Tapering is nice as you slow down a little and give your body a chance to rest before the big day but at the same time you are worry about loosing fitness. Since I have now many readers that are not runners I will try to explain you what "tapering" means. But to do so I could first like to to explain that most of the training programs has 3 phases:
- The base phase which develops endurance, the foundation of any distance-running plan. You can't just start training for a marathon or half if you have never run more than a block in your life!! You need to build some millage before getting serious about the training. There are different types of base depending the distance you are planning to train for. Once you are comfortable running some minimal miles you can move to the next phase.
- Phase two which depending on your goal it would add speed by introducing tempo runs and long repeats or distance by increasing your long runs. If you are training for a long distance race as a marathon you will start adding miles every week until you reach a "peak". After your peak you body will be ready for the race but since you have pushed and pushed it is recommended to give it a rest to get your optimal performance....and here is where the next phase starts.
- Tapering. This phase generally starts 21 days before your race date and means you run less and rest more. It is time to chill and let your body to recover. Muscles might have tissue damage that need to be repaired before the race. You need to eat proteins to help you muscles recover but also carbohydrates to replenish the energy you have used during your training. Your tank is empty and it is time to refill it!! Also during tapering you can pamper yourself with massages and hot bubble baths that will help your body to recover and relax....you see...training hard it is not that bad!!

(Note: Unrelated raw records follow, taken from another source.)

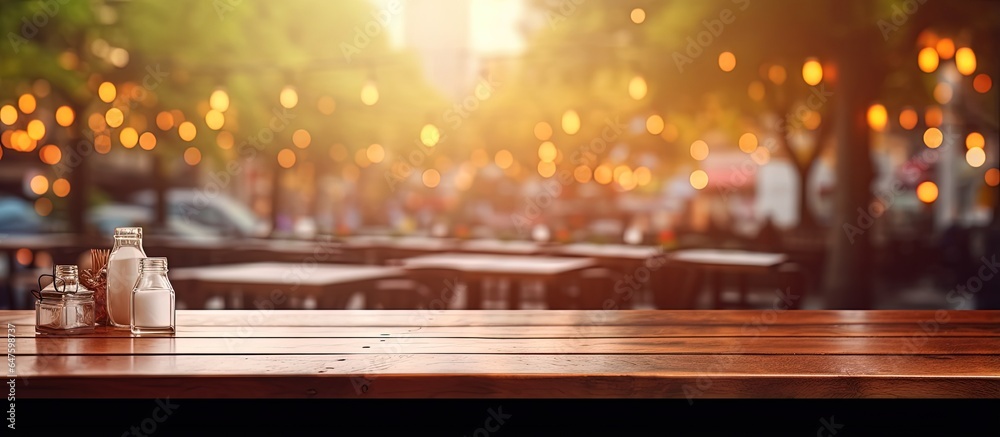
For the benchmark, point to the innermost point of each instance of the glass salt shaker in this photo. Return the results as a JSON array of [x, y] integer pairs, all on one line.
[[153, 299], [65, 306], [123, 271]]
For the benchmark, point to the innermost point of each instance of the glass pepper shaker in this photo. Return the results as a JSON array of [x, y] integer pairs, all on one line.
[[123, 271], [65, 306], [153, 299]]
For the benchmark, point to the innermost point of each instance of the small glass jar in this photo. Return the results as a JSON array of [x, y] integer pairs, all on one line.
[[65, 306], [152, 304]]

I have been tapering for the last 2 weeks and will continuous in this way until race day. All the hard work is done and now it is time to recover and minimize accumulated fatigue. For some people, the idea of backing off on their training just before the big race is really disturbing because everyone is afraid to lose fitness and fail on race day. The truth is that in those last few weeks it's the rest more than the work that makes you strong. And you don't lose fitness in 3 weeks of tapering. In fact, studies show that your aerobic capacity doesn't change at all. But don't think you won't be doing anything!!! it is just that you slow down a little but you still need to go out and run!! in general you will be cutting your millage approximately 10% to 20% the first week, somewhere between 30% to 50% the second week and just do a couple of easy runs the last week.